From d73175a23e85b9a983fa06c723b98205e1d11c86 Mon Sep 17 00:00:00 2001
From: iris <iris@hyperhive>
Date: Sat, 23 May 2026 02:19:14 +0200
Subject: [PATCH] harness: keep retrying web-UI bind on AddrInUse
MIME-Version: 1.0
Content-Type: text/plain; charset=UTF-8
Content-Transfer-Encoding: 8bit

The retry was capped at 12 attempts (~20s of exponential backoff
capped at 2s). Two back-to-back nspawn restarts in #324 left the
previous socket holding the port longer than that budget; once the
cap fired, the web-UI task returned an error and silently died for
the rest of the process lifetime — the agent kept running fine
otherwise (MCP, turn loop), but the operator's dashboard click
hit nothing.

Genuine port collisions are preflighted host-side
(lifecycle::{spawn,rebuild}) and surfaced as a port-conflict banner,
so at this layer a persistent AddrInUse always reflects a
recoverable stale socket. Drop the cap, keep retrying forever with
the same 2s-capped backoff. WARN for the first dozen attempts so a
normal restart-race is visible; INFO after that to avoid spamming
the journal during a long stale-socket hold.
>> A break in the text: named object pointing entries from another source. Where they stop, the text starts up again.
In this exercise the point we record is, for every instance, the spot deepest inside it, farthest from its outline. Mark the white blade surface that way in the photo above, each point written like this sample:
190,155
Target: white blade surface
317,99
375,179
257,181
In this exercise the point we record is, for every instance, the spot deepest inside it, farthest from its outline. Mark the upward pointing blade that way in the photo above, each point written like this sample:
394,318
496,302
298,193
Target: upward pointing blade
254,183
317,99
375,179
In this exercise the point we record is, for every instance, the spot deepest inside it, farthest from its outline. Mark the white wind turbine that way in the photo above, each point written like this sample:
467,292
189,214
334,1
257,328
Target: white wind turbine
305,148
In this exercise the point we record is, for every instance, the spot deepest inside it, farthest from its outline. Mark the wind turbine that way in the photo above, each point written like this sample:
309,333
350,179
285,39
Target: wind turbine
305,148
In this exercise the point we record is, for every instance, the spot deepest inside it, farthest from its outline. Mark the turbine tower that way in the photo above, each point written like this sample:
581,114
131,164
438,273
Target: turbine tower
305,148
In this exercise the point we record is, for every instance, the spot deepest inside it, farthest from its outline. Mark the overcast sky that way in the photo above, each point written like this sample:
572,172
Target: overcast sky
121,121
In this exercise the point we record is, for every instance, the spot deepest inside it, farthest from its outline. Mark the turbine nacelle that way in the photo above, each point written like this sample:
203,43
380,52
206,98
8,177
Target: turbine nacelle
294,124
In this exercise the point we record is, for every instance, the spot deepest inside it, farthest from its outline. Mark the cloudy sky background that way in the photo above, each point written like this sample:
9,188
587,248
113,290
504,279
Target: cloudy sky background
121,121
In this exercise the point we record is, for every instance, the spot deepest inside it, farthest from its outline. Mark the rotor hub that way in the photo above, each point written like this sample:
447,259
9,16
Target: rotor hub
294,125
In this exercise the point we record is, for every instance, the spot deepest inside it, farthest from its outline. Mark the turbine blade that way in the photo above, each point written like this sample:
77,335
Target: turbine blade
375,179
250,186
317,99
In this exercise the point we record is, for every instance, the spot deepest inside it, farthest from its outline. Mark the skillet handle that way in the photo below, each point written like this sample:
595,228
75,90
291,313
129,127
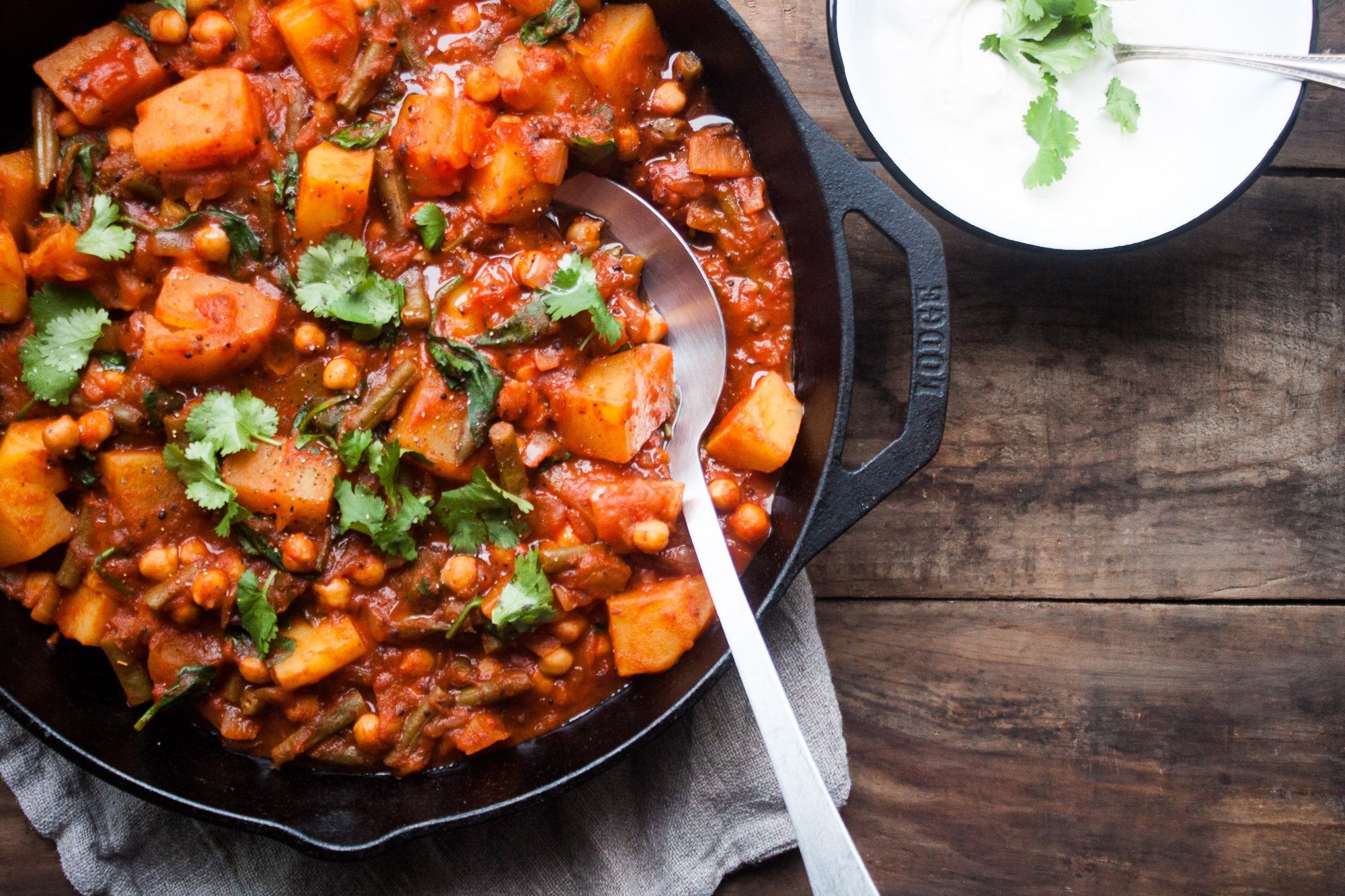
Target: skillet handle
847,495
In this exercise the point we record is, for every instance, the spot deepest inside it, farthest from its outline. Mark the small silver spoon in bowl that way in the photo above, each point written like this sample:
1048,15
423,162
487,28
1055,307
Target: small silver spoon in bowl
681,292
1321,68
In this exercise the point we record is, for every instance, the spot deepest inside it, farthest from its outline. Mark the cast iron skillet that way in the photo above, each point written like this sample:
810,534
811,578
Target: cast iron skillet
69,698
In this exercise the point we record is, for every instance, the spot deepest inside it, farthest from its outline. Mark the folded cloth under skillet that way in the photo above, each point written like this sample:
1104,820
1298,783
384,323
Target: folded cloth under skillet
673,818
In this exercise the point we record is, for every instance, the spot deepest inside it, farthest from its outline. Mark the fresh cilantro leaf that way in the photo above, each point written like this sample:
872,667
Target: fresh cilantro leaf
563,17
481,512
192,680
336,282
1122,106
243,239
574,290
258,614
432,224
528,600
1054,130
106,239
470,370
69,323
353,446
365,135
228,424
524,326
286,184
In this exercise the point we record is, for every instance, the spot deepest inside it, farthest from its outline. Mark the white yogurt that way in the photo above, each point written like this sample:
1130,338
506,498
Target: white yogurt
950,115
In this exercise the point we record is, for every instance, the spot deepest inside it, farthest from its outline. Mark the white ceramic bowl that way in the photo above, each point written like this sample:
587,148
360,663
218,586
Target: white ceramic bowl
949,126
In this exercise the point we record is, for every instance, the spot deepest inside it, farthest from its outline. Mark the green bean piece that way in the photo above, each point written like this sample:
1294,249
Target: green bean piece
131,673
46,143
392,192
328,723
509,458
375,408
416,310
79,552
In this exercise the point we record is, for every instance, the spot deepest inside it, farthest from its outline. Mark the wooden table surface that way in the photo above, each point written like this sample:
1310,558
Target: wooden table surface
1108,651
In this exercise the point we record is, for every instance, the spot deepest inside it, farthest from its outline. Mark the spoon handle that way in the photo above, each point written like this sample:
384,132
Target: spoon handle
1321,68
829,854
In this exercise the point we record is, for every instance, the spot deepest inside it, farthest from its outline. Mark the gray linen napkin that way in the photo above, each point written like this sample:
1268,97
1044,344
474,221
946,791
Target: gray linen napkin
673,818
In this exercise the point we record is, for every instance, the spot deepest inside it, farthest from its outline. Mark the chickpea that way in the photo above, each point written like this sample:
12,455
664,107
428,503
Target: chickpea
193,551
299,553
668,100
750,522
212,34
158,564
556,662
341,374
482,85
310,338
167,26
212,244
371,572
95,428
209,588
459,575
418,662
368,733
584,235
254,670
334,595
650,536
726,494
120,140
465,18
570,630
61,436
67,124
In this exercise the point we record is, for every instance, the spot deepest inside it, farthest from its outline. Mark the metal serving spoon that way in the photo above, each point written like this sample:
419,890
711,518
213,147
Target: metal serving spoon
700,357
1323,68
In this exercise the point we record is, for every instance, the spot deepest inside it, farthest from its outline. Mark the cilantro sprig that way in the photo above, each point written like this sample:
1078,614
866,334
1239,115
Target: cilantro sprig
479,513
336,282
574,290
1047,41
106,237
69,323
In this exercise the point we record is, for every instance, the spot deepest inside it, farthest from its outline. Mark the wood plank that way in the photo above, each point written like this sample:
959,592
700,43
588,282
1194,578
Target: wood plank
796,34
1164,423
1017,748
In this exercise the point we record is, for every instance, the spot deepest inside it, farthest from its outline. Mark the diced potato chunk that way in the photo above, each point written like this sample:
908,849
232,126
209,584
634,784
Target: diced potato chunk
84,614
323,38
759,432
33,520
540,79
484,729
103,75
617,404
653,626
212,119
333,192
14,280
21,201
150,497
319,651
505,188
621,52
205,327
434,421
294,485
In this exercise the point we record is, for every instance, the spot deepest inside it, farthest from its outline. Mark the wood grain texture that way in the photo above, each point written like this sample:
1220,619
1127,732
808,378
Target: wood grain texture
1094,748
1160,424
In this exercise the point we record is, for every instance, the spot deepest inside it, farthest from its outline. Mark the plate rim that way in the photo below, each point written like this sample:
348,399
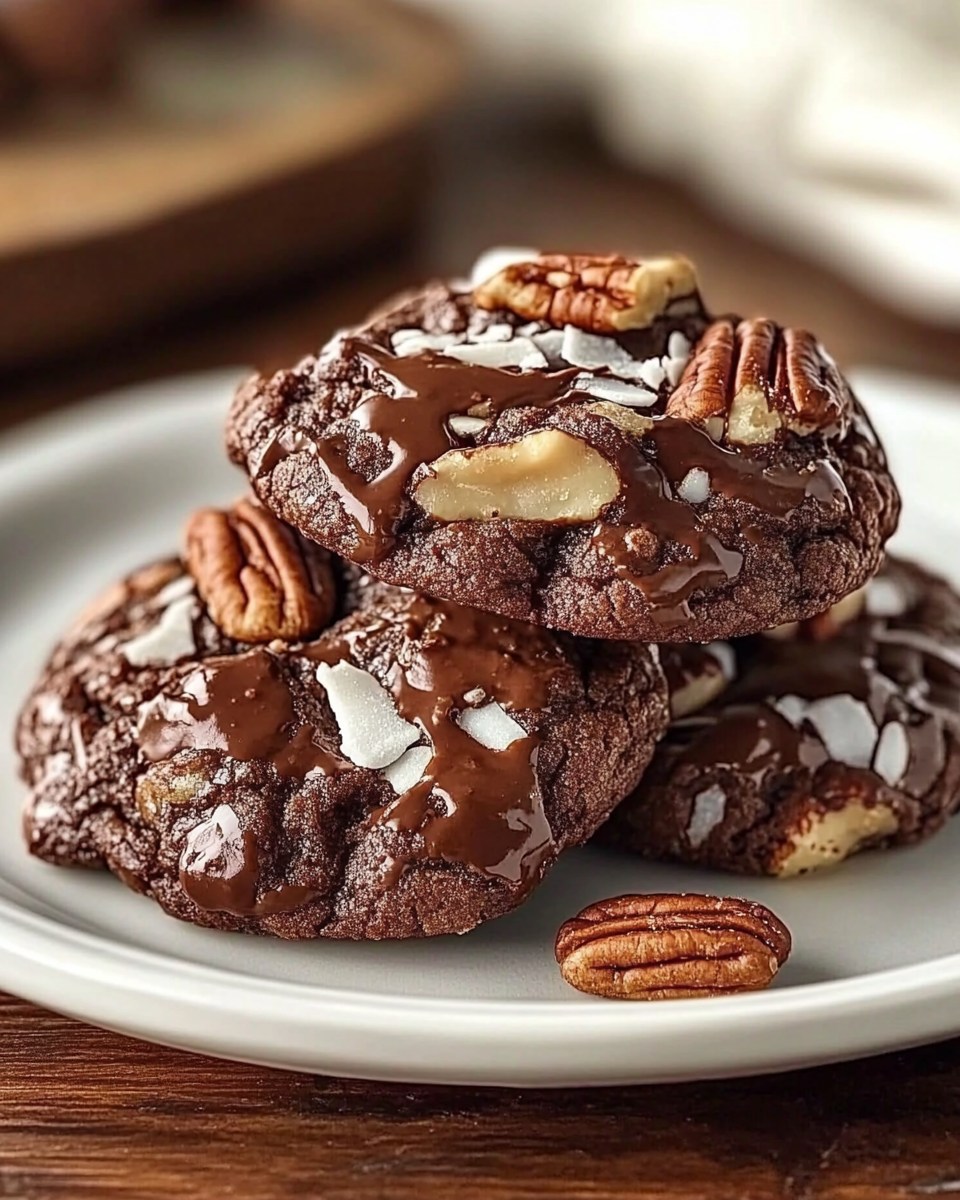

Logs a one-line INFO
on success when we did have to retry, so post-mortems can find the
attempt count.

Closes #324.
---
 hive-ag3nt/src/web_ui.rs | 51 +++++++++++++++++++++++++++++++---------
 1 file changed, 40 insertions(+), 11 deletions(-)

diff --git a/hive-ag3nt/src/web_ui.rs b/hive-ag3nt/src/web_ui.rs
index fde54d3..3868c82 100644
--- a/hive-ag3nt/src/web_ui.rs
+++ b/hive-ag3nt/src/web_ui.rs
@@ -135,22 +135,51 @@ pub async fn serve(
 // ---------------------------------------------------------------------------
 
 /// Bind a TCP listener with `SO_REUSEADDR` set, retrying on
-/// `AddrInUse` for up to ~20s. nspawn restarts can race the previous
-/// harness's socket release; `SO_REUSEADDR` lets us reclaim a port
-/// still in `TIME_WAIT` from a clean previous exit, and the retry
-/// covers the case where the previous process is genuinely still
-/// alive (systemd restart-delay overlap).
+/// `AddrInUse` indefinitely with exponential backoff capped at 2s.
+/// nspawn restarts can race the previous harness's socket release;
+/// `SO_REUSEADDR` lets us reclaim a port still in `TIME_WAIT` from a
+/// clean previous exit, and the retry covers the case where the
+/// previous process is genuinely still alive (systemd restart-delay
+/// overlap).
+///
+/// The retry has no attempt cap: capping was the proximate cause of
+/// issue #324 — two back-to-back restarts left the previous socket
+/// holding the port for longer than the ~20s the old 12-attempt
+/// budget allowed, and the harness silently lost its web UI for the
+/// rest of the process lifetime. Genuine port collisions are
+/// preflighted host-side (`lifecycle::{spawn,rebuild}`) and surfaced
+/// on the dashboard as a banner, so at this layer a persistent
+/// `AddrInUse` always reflects a recoverable stale socket — retrying
+/// forever is the safe choice. The first attempts log at WARN; once
+/// we cross attempt 12 the level drops to INFO so a long stale
+/// socket doesn't flood the journal.
 async fn bind_with_retry(addr: SocketAddr, label: &str) -> Result<tokio::net::TcpListener> {
     let mut delay_ms = 250u64;
     let mut attempts = 0u32;
     loop {
         match try_bind(addr) {
-            Ok(l) => return Ok(l),
-            Err(e) if e.kind() == std::io::ErrorKind::AddrInUse && attempts < 12 => {
-                tracing::warn!(
-                    %addr, attempt = attempts + 1,
-                    "{label}: AddrInUse, retrying in {delay_ms}ms"
-                );
+            Ok(l) => {
+                if attempts > 0 {
+                    tracing::info!(
+                        %addr, attempts,
+                        "{label}: bind succeeded after retry"
+                    );
+                }
+                return Ok(l);
+            }
+            Err(e) if e.kind() == std::io::ErrorKind::AddrInUse => {
+                let attempt = attempts + 1;
+                if attempt <= 12 {
+                    tracing::warn!(
+                        %addr, attempt,
+                        "{label}: AddrInUse, retrying in {delay_ms}ms"
+                    );
+                } else {
+                    tracing::info!(
+                        %addr, attempt,
+                        "{label}: AddrInUse still holding, retrying in {delay_ms}ms"
+                    );
+                }
                 tokio::time::sleep(std::time::Duration::from_millis(delay_ms)).await;
                 attempts += 1;
                 delay_ms = (delay_ms * 2).min(2000);